Tarımsal ürünlerin fiyatları, önümüzdeki dönemde geçmiş enflasyon oranları yerine hedeflenen enflasyon oranına göre belirlenmesi planlanıyor. Ancak son yıllarda tarım maliyetlerinin ciddi şekilde artması, devletin belirlediği taban fiyatların buğday, arpa, fındık ve çay gibi temel ürünlerde maliyetlerin altında kalmasına sebep oldu. Bu durum, yoksulluğun artmasına yol açıyor.
Ekonomik dengesizlikler ve yanlış politikalar da tarım sektörünün sorunlarını derinleştiriyor. 2021 yılının Eylül ayından itibaren uygulamada olan "faiz sebep, enflasyon sonuç" politikası, döviz kurunun ve enflasyonun yükselmesine neden olarak Türkiye ekonomisinin dengelerini bozdu. Hükümet, şimdi bu yanlış politikaların yol açtığı enflasyona karşı mücadele etmeye çalışıyor; ancak ait olduğu koşullarda bu çabanın başarılı olması zor görünüyor.
Gelir dağılımındaki adaletsizlik ise giderek artıyor. En zengin yüzde 5’lik dilim, toplam gelirin %23,9'unu elde ederken, en düşük gelirli yüzde 5'lik kesim yalnızca %1'ini alıyor. Türkiye'deki en zengin %1 ise toplam servetin %40'ını kontrol ederken, geri kalan %99 yalnızca %60'ını paylaşıyor.
Küçük işletmeler ise bu zor dönemde büyük sıkıntılar yaşamaktadır. Türkiye ekonomisi darboğazda, büyüme hızı yavaşlamış ve işsizlik oranları yükselmiştir. Küçük ölçekli işletmeler, esnaf ve KOBİ'ler iflas riskiyle karşı karşıyadır.
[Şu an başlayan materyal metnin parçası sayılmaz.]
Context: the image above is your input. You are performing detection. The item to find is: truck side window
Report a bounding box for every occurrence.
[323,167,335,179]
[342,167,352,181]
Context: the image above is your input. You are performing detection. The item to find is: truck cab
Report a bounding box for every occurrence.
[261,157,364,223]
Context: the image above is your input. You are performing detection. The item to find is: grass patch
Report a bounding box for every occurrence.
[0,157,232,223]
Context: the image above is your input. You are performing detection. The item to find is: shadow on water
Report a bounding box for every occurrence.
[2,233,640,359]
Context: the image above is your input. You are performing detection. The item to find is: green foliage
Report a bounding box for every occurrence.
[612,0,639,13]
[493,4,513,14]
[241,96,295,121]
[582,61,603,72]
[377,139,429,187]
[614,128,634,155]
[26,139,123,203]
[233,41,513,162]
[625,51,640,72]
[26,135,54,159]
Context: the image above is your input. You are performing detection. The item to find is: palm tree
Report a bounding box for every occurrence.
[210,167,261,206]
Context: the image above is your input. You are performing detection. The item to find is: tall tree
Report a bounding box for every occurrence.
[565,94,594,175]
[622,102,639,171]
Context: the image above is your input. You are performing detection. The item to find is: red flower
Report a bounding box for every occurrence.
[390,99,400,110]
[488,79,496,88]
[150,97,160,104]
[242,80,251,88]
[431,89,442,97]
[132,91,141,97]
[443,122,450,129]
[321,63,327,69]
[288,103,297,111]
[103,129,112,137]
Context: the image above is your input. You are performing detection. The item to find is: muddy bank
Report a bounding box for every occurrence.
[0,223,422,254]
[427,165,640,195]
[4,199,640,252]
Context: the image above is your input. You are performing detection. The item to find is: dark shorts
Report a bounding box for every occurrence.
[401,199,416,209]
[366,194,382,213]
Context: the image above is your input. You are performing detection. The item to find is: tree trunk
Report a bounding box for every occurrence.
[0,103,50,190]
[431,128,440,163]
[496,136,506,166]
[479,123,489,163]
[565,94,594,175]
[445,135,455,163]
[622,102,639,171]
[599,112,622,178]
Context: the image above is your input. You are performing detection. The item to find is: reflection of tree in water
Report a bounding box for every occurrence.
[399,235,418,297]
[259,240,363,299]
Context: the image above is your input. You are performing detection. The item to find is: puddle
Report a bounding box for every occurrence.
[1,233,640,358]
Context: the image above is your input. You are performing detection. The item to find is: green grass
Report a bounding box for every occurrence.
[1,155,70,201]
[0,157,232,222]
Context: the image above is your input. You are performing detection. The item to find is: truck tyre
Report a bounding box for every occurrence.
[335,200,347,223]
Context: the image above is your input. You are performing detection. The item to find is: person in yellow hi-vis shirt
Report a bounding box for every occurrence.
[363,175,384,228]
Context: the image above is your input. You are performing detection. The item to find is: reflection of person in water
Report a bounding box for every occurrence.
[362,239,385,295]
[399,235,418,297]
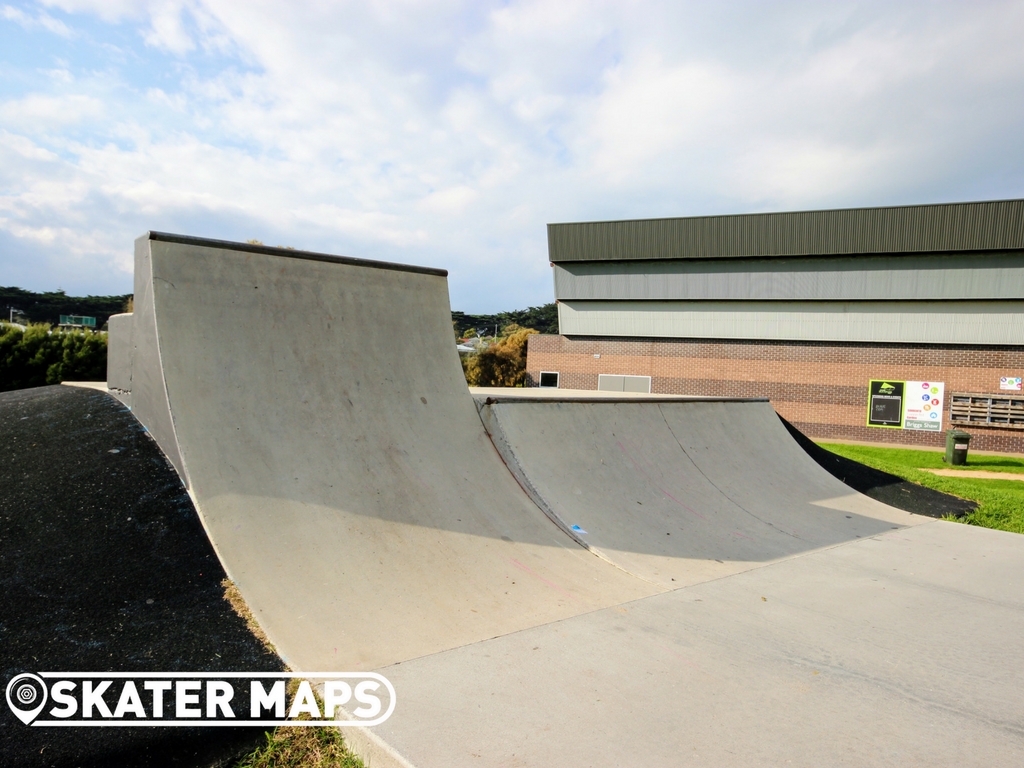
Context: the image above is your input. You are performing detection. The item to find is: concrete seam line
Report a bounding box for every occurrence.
[334,714,419,768]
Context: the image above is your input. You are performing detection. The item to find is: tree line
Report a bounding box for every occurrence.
[1,286,131,328]
[452,303,557,338]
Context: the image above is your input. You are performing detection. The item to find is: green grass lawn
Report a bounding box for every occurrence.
[817,442,1024,534]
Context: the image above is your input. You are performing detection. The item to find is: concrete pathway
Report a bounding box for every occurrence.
[923,467,1024,480]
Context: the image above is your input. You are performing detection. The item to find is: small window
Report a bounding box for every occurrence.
[539,371,559,388]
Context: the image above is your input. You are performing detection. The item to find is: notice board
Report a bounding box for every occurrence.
[867,380,905,428]
[866,380,945,430]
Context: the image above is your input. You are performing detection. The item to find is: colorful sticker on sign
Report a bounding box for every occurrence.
[1000,377,1022,391]
[903,381,944,431]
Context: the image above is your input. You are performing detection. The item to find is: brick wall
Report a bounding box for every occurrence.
[525,334,1024,453]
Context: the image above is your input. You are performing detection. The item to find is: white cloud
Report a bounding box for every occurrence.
[583,56,734,180]
[417,185,478,215]
[140,1,195,54]
[0,94,104,129]
[2,3,74,36]
[3,0,1024,308]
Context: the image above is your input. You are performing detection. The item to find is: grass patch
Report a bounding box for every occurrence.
[818,442,1024,534]
[231,724,365,768]
[221,581,365,768]
[222,578,278,656]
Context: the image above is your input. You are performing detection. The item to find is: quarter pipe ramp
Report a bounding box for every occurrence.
[103,233,1024,767]
[112,233,656,671]
[477,396,917,587]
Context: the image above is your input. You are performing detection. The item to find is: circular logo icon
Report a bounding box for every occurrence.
[932,399,940,406]
[921,382,930,389]
[923,404,931,411]
[922,394,931,401]
[931,387,939,394]
[6,673,48,725]
[930,412,939,419]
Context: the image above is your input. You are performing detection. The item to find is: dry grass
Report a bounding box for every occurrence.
[221,581,366,768]
[232,724,365,768]
[231,681,366,768]
[222,578,277,656]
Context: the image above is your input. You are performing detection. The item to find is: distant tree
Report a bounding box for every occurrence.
[462,324,538,387]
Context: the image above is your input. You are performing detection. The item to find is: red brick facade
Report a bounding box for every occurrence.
[526,334,1024,453]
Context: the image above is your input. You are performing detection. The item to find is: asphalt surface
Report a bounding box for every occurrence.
[0,386,283,768]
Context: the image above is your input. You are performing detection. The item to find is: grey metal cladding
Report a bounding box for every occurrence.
[547,199,1024,262]
[557,300,1024,345]
[553,252,1024,301]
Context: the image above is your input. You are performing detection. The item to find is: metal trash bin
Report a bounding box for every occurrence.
[944,429,972,465]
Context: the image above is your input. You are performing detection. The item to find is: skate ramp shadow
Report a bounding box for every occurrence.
[454,398,926,570]
[779,416,977,519]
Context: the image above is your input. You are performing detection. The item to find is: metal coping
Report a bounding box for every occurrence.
[479,396,770,405]
[146,231,448,277]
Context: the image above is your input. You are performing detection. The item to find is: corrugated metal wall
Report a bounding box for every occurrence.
[548,199,1024,262]
[558,300,1024,345]
[553,252,1024,301]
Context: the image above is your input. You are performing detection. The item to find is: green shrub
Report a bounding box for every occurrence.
[0,323,107,392]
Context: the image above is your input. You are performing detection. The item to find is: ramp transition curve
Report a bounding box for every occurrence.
[108,233,920,673]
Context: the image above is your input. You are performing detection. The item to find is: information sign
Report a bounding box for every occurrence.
[867,380,905,428]
[903,381,944,431]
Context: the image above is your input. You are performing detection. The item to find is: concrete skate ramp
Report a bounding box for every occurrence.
[124,233,656,672]
[479,397,921,587]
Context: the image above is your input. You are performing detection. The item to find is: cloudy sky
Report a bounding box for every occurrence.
[2,1,1024,312]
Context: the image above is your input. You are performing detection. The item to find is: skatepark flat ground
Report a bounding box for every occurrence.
[375,519,1024,768]
[100,233,1024,767]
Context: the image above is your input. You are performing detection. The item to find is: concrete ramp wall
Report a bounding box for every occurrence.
[114,233,655,671]
[478,397,920,587]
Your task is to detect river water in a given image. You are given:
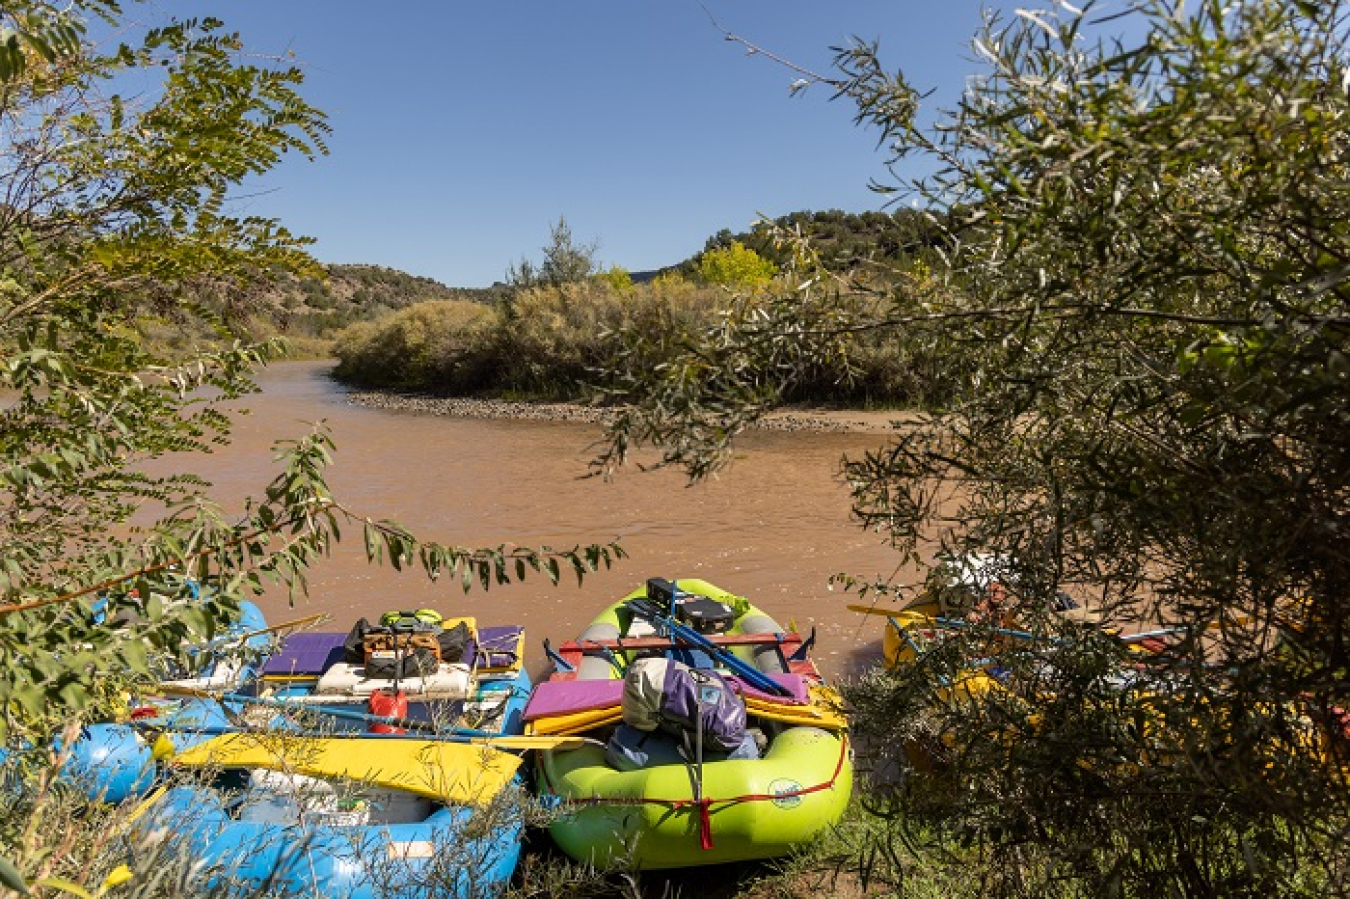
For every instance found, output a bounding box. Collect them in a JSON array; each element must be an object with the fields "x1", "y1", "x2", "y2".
[{"x1": 190, "y1": 361, "x2": 907, "y2": 680}]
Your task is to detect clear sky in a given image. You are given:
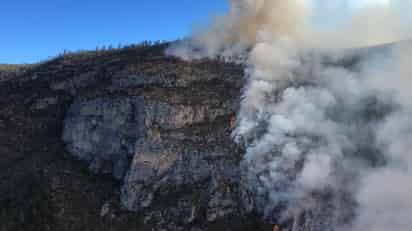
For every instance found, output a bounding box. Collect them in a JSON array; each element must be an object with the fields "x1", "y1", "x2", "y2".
[{"x1": 0, "y1": 0, "x2": 228, "y2": 64}]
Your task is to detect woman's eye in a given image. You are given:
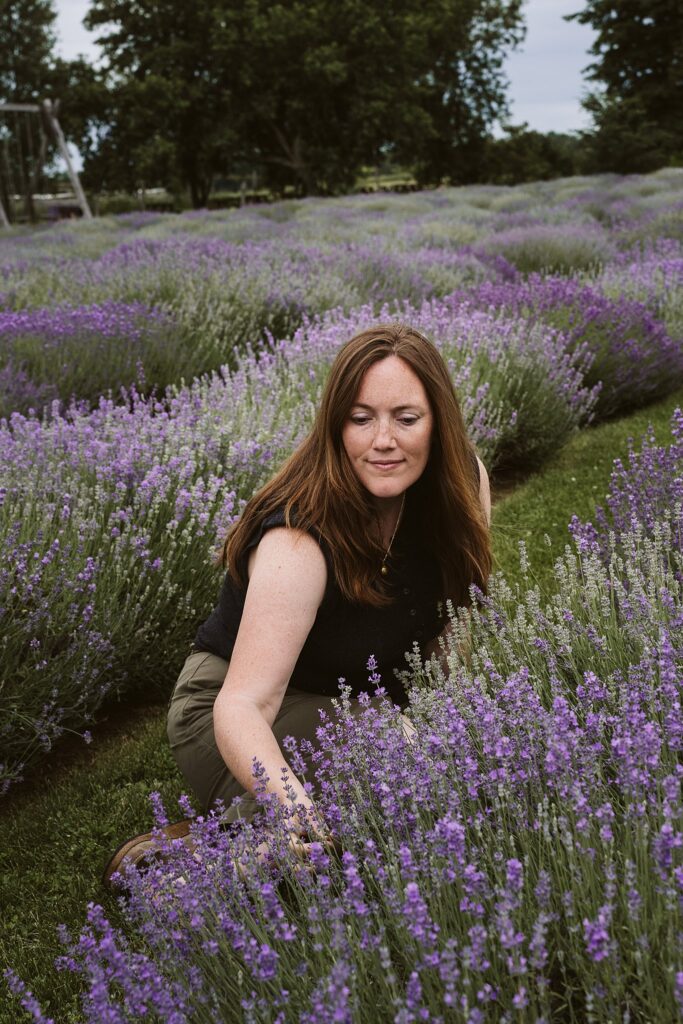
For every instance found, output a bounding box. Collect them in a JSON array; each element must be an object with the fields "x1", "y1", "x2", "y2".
[{"x1": 349, "y1": 414, "x2": 418, "y2": 426}]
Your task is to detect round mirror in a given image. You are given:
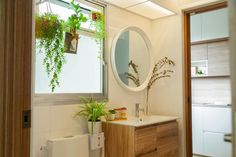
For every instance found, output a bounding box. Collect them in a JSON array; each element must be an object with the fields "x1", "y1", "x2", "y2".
[{"x1": 111, "y1": 27, "x2": 153, "y2": 92}]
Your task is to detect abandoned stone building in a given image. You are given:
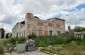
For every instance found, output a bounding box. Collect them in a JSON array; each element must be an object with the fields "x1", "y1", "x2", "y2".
[
  {"x1": 68, "y1": 26, "x2": 85, "y2": 40},
  {"x1": 12, "y1": 13, "x2": 65, "y2": 37},
  {"x1": 74, "y1": 32, "x2": 85, "y2": 40}
]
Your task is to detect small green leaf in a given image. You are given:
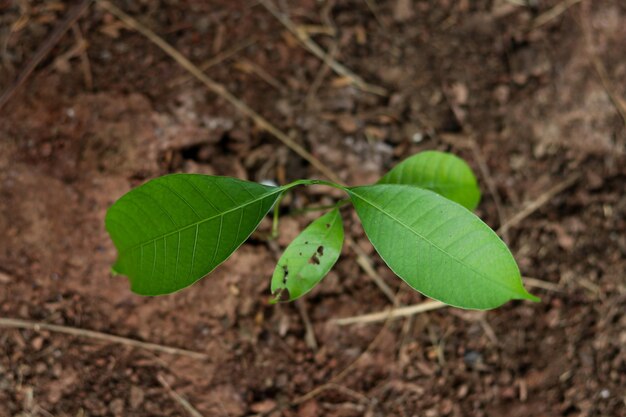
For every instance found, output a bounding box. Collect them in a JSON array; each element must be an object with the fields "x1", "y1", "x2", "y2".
[
  {"x1": 348, "y1": 184, "x2": 539, "y2": 310},
  {"x1": 105, "y1": 174, "x2": 283, "y2": 295},
  {"x1": 271, "y1": 208, "x2": 344, "y2": 302},
  {"x1": 378, "y1": 150, "x2": 481, "y2": 210}
]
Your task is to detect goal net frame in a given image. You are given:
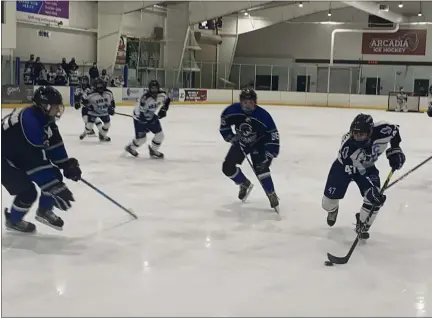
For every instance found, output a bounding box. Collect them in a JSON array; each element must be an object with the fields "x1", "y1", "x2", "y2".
[{"x1": 387, "y1": 91, "x2": 420, "y2": 112}]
Bu durum, yoksulluğun yaygınlaşmasına ve gelir dağılımındaki eşitsizliğin daha da derinleşmesine sebep olmaktadır.
Mevcut ekonomik kriz, gelir dağılımındaki bozulma, artan işsizlik oranları ve büyüme hızındaki düşüş ile birlikte Türkiye'nin sosyal yapısını tehdit etmektedir. Toplumun bu sıkıntılara daha fazla dayanacak gücü kalmamış durumdadır.